Scheduling has been the subject of much debate and conversation all over the web the last couple of weeks. It seems like every major media outlet has been talking about who the biggest offenders are when it comes to scheduling cupcakes. I won’t begin to try and link all of it but there are a couple of articles that are worth checking out. The WWL has this one from Mark Schlabach which takes a look at team schedules from a national perspective. There is also this one from Jon Solomon of the Birmingham News that focuses on the SEC in the article itself but also has a data base linked in it that examines schedule strength for every team in the country if you care to look them all up. The whole issue makes for an interesting discussion point so I’ll throw my two cents in there. Most of the other bloggers linked in my right side bar have already done so. I touched on some of this when I discussed the Notre Dame schedule in my "Week in news" post on May 29th so I’ll try not to rehash all of that. The Notre Dame schedule is a unique animal in of itself due to the Irish being an Independent. Overall this issue is complex and has no clear cut solution. Here’s why.
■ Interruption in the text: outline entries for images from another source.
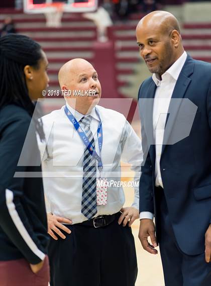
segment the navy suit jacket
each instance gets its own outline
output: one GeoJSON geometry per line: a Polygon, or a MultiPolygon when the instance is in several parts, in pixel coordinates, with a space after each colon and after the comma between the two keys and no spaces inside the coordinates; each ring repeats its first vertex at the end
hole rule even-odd
{"type": "MultiPolygon", "coordinates": [[[[154,213],[156,224],[152,116],[156,87],[151,77],[139,91],[145,159],[140,181],[140,212],[154,213]]],[[[178,246],[187,254],[197,255],[204,251],[204,234],[211,223],[210,64],[187,56],[168,113],[160,159],[164,192],[178,246]],[[178,134],[182,138],[175,143],[178,134]]]]}

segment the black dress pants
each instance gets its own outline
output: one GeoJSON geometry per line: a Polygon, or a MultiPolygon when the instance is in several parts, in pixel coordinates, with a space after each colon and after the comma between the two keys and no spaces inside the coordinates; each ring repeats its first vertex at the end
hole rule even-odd
{"type": "Polygon", "coordinates": [[[51,238],[51,286],[134,286],[138,268],[131,228],[117,216],[107,226],[66,225],[65,239],[51,238]]]}
{"type": "Polygon", "coordinates": [[[187,255],[178,246],[163,189],[156,190],[159,247],[165,286],[211,286],[211,263],[204,253],[187,255]]]}

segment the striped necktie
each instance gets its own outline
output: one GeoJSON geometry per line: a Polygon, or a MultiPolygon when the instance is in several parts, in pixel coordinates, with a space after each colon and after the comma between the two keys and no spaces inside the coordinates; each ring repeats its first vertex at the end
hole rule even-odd
{"type": "MultiPolygon", "coordinates": [[[[90,115],[84,117],[80,124],[93,147],[94,139],[90,129],[90,115]]],[[[85,147],[83,164],[83,184],[81,199],[81,213],[88,219],[97,213],[96,193],[96,159],[85,147]]]]}

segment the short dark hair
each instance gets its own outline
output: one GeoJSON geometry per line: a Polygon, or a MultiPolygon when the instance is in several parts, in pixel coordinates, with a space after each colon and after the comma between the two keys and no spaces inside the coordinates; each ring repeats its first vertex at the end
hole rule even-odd
{"type": "MultiPolygon", "coordinates": [[[[32,117],[35,105],[29,96],[24,69],[27,65],[39,68],[41,51],[40,45],[24,35],[9,34],[0,38],[0,109],[16,104],[32,117]]],[[[43,130],[38,117],[34,114],[33,119],[42,139],[43,130]]]]}

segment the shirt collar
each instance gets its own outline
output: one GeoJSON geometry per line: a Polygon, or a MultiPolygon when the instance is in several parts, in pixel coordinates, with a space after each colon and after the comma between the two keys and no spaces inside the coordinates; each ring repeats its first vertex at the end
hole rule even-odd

As fans we all want it all. We want to see great non-conference games and we also want our teams to contend for the National Title. The Athletic Directors who do the scheduling have some difficult choices to make in addition to obvious basic challenges like making dates and availability line up. When scheduling non-conference games AD’s are left choosing between an attractive home and home with a solid program from another conference or paying a non BCS or FCS opponent somewhere between 500k and a cool million to show up at your place for a one time beat down. The former can work out great if all goes well. The winners of the 2005 and 2006 Texas vs. Ohio State matchups both ended up playing for the National Title and those respective early season wins boosted their legitimacy in the polls. Conversely the same tactic backfired on the Buckeyes, and the Big Ten in general, last fall when USC put an early season beat down on Ohio State at the Coliseum. That takes us back to the less risky option to schedule a cupcake, sell 80,000 tickets and take your chances in the polls based on your conference schedule. The fan bases don't necessarily like it that Saturday but come bowl season they are happy to have an extra W and a trip to a better bowl game. Perception is reality with fickle fan bases and at the end of the day 10-2 with a couple of cupcake wins looks better than 8-4 with a couple of close losses in great games. That is particularly true when selling the "state of the program" to boosters. It shouldn't be that way but it is. This route is also an easier option for teams that are members of the stronger conferences. The SEC and Big XII can get away with it. The less the perceived strength of your conference the more risky not playing good non-conference opponents becomes. For Non-BCS conference teams these quality non-conference matchups are a must to have any chance at a title shot. The crux of the issue is that the teams that need to play quality non-conference games really need to play them against the teams that don’t need to play them. And therein lies the rub.
Some teams like Virginia Tech will continue to schedule aggressively in non-conference play. This suits a team like the Hokies that is still chasing another shot at winning their first national championship. If they can run the table in the ACC with a tough non-conference schedule they minimize their chances of getting left out of a title shot should they pull it off. Meanwhile Kansas State and Texas Tech will continue to warmup against a slate of FCS foes and most likely get away with it. At a minimum they will probably pick up 4 of their required 6 wins to become bowl eligible out of conference. As a fan I obviously prefer the way Virginia Tech does it. You don't want to create an impossible schedule but 2 of 4 non-conference games against quality opponents is good stuff.
The one thing the NCAA could do that would really have an impact on this issue would be to stop recognizing wins vs. FCS opponents for bowl eligibility. That would at least keep it a little more respectable. It will never happen because someone will raise hell in some capacity or another and it would most likely be the cupcakes themselves. Some FCS schools in particular need the payouts from those beat downs for their athletic programs to survive. With that aspect thrown in the vicious cycle is complete. I suppose the NCAA could also limit the total number of home games that any one team is allowed to play but that plays into the same argument. As fans the best we can hope for is more teams hanging it out there and scheduling at least 1-2 quality non-conference opponents. There is a lot of intrigue in those matchups. In the mean time I’ll be looking forward to some of the good non-conference games that are on the slate for 2009. Oregon and Boise State are slated to be the Thursday night game to kick off the season Sept 3rd. I’m down with that. Is it really still that far away!